Second, I understand that by speaking out at all against same-sex marriage, in either a public or private forum, that I will be misunderstood. That’s unfortunately unavoidable. But I do not view same-sex marriage as a civil rights or justice issue, but a moral one (but certainly not the only one). Same-sex marriage is not about race or gender or civil rights discrimination. Remember that there is no ban anywhere in the US forbidding same-sex relationships. These relationships are legal in every state and if a same-sex couple were my next-door neighbors I would want to be the kindest next-door neighbor possible. But to sit silently by while our nation attempts to redefine what God has already clearly defined, i.e., marriage, is something I choose not to do.

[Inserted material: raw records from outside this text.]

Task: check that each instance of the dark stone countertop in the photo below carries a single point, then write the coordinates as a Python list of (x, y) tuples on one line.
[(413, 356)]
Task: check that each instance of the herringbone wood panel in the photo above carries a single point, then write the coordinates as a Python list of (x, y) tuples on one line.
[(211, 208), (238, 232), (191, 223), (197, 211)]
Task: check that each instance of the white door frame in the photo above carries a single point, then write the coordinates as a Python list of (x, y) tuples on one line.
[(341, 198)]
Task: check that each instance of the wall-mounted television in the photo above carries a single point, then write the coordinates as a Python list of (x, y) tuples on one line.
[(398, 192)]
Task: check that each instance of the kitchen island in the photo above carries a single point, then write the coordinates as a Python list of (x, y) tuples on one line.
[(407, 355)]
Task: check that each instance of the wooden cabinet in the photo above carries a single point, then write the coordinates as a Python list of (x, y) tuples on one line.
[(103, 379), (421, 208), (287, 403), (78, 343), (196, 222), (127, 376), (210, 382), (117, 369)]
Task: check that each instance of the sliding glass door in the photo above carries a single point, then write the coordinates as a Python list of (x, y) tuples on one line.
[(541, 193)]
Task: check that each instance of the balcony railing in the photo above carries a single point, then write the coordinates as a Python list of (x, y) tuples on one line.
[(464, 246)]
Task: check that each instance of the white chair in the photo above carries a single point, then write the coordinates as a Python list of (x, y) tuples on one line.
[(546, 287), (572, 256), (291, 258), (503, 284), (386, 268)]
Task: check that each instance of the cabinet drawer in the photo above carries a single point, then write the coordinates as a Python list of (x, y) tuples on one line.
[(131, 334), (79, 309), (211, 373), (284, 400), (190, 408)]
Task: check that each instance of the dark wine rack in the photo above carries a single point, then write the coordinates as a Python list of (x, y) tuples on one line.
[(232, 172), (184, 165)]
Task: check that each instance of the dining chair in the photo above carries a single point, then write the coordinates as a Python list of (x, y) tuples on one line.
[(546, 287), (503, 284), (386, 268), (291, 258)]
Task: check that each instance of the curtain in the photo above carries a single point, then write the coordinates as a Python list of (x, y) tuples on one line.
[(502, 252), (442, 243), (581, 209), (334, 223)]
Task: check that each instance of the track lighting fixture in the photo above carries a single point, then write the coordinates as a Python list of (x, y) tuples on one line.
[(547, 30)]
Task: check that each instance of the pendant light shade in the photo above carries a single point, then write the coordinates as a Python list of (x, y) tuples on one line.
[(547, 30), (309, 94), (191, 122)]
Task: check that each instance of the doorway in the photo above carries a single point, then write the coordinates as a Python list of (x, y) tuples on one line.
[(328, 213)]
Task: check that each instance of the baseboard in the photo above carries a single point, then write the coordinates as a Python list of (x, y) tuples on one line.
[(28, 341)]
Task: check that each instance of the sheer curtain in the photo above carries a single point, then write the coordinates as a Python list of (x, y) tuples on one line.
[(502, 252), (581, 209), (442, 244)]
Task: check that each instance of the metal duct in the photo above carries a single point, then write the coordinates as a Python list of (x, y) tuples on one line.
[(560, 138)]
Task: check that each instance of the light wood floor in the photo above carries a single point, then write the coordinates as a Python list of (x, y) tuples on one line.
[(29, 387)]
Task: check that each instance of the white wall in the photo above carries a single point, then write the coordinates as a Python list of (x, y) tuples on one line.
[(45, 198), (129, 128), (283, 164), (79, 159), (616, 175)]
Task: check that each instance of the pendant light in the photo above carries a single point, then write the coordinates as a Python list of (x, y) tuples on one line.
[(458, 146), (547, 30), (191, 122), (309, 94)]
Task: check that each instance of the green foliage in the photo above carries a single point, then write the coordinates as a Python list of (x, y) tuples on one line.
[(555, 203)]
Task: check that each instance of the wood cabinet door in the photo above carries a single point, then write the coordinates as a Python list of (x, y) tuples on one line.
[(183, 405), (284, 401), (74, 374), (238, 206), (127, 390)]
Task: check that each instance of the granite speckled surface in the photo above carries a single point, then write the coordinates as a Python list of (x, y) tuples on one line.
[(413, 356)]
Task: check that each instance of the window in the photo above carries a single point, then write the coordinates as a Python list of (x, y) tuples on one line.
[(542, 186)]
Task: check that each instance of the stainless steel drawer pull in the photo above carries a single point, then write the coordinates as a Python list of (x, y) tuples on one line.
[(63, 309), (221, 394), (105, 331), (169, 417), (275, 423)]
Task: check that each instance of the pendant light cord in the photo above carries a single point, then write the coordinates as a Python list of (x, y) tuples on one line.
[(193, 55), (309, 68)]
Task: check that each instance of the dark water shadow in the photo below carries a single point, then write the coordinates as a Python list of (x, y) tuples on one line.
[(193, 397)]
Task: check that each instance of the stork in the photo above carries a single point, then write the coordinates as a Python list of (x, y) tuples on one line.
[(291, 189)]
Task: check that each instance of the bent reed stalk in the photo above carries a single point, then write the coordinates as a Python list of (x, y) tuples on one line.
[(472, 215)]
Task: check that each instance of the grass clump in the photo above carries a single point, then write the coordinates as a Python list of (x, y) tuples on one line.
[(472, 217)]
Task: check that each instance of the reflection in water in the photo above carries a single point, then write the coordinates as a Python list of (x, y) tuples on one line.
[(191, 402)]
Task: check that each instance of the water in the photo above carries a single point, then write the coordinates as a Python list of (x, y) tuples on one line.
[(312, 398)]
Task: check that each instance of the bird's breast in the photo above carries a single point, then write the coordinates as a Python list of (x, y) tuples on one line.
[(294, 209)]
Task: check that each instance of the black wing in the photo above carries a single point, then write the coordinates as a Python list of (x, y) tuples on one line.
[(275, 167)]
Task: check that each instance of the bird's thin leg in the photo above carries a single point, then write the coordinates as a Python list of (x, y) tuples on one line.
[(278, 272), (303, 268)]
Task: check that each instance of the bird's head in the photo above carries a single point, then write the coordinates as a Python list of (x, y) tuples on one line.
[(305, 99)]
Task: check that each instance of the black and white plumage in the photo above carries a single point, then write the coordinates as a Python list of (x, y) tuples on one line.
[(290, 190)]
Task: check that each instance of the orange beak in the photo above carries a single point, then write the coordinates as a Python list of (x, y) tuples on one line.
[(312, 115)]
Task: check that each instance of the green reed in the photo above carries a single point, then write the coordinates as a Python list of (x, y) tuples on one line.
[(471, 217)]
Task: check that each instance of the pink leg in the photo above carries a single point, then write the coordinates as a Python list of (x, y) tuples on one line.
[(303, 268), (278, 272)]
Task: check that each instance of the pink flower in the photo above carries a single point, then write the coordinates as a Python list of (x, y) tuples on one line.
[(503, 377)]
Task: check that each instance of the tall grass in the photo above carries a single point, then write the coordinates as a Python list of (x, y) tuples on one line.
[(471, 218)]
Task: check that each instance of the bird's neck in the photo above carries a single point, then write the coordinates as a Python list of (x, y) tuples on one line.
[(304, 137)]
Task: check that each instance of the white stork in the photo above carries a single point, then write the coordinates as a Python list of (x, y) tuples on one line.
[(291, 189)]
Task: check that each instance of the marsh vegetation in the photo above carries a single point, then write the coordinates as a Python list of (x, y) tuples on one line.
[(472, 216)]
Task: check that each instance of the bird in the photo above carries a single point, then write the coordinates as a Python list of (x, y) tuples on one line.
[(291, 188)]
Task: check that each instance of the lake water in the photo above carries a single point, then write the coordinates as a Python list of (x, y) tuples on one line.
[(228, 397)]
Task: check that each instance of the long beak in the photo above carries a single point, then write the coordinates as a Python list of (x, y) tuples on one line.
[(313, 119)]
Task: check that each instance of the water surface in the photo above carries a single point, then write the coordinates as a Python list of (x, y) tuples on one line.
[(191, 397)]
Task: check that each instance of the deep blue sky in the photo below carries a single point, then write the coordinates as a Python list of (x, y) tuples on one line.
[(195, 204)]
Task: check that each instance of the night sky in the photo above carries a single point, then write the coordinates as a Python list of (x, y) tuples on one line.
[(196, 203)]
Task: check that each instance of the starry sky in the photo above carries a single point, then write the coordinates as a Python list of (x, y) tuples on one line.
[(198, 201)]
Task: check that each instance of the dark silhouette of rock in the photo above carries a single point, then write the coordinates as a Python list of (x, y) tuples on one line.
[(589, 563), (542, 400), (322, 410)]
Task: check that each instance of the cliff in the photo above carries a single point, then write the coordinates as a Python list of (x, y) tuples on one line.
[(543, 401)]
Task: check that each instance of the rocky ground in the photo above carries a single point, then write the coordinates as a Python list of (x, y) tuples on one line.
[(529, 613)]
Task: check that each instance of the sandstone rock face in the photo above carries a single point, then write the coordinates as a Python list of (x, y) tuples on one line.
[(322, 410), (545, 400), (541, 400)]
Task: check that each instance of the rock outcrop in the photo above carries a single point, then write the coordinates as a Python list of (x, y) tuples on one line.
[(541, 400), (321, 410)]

Third, I am no longer surprised that not everyone who embraces the Bible as influential also embraces the Bible as authoritative. Dr. Luke Timothy Johnson is a theologian and Bible scholar at Emory University’s Candler School of Theology. He has produced many helpful resources over the years. However, when articulating his support for same-sex marriage, he candidly put his rationale on the table:
“I have little patience with efforts to make Scripture say something other than what it says, through appeals to linguistic or cultural subtleties. The exegetical situation is straightforward: we know what the text says. But what are we to do with what the text says? … I think it important to state clearly that we do, in fact, reject the straightforward commands of Scripture, and appeal instead to another authority when we declare that same-sex unions can be holy and good. And what exactly is that authority? We appeal explicitly to the weight of our own experience and the experience thousands of others have witnessed to, which tells us that to claim our own sexual orientation is in fact to accept the way in which God has created us. By so doing, we explicitly reject as well the premises of the scriptural statements condemning homosexuality—namely, that it is a vice freely chosen, a symptom of human corruption, and disobedience to God’s created order.”
Dr. Johnson is refreshingly honest and his first point is obvious: the Bible forbids same-sex sexual behavior and no amount of linguistic gymnastics can get around the clear meaning of scripture. However, he says, the clear meaning of scripture regarding sexual behavior is not the ultimate authority. He chooses experience over scripture. I agree with Dr. Johnson in that the meaning of scripture is quite clear regarding same-sex sexual behavior (notice I did not say same-sex attraction). I disagree in that I believe scripture is indeed the ultimate arbiter of Truth regarding who God is, what He wants for us, and what He wants from us.
Fourth, I understand that the traditional Judeo-Christian ethic, particularly as it relates to sexuality and marriage, is shrinking in influence. God is more than welcome into our postmodern world of no-absolutes as long as He doesn’t try to play God and meddle into our personal lives. So, what to do? I’ll not wring my hands and pout over the fact that my value system is becoming more and more “alien-like” in our culture. To the contrary, I will continue to rejoice in God, pray for our nation, build a strong family, build a strong church, treat all people with honor, and unashamedly articulate answers for my faith with gentleness and respect (1 Peter 3:15).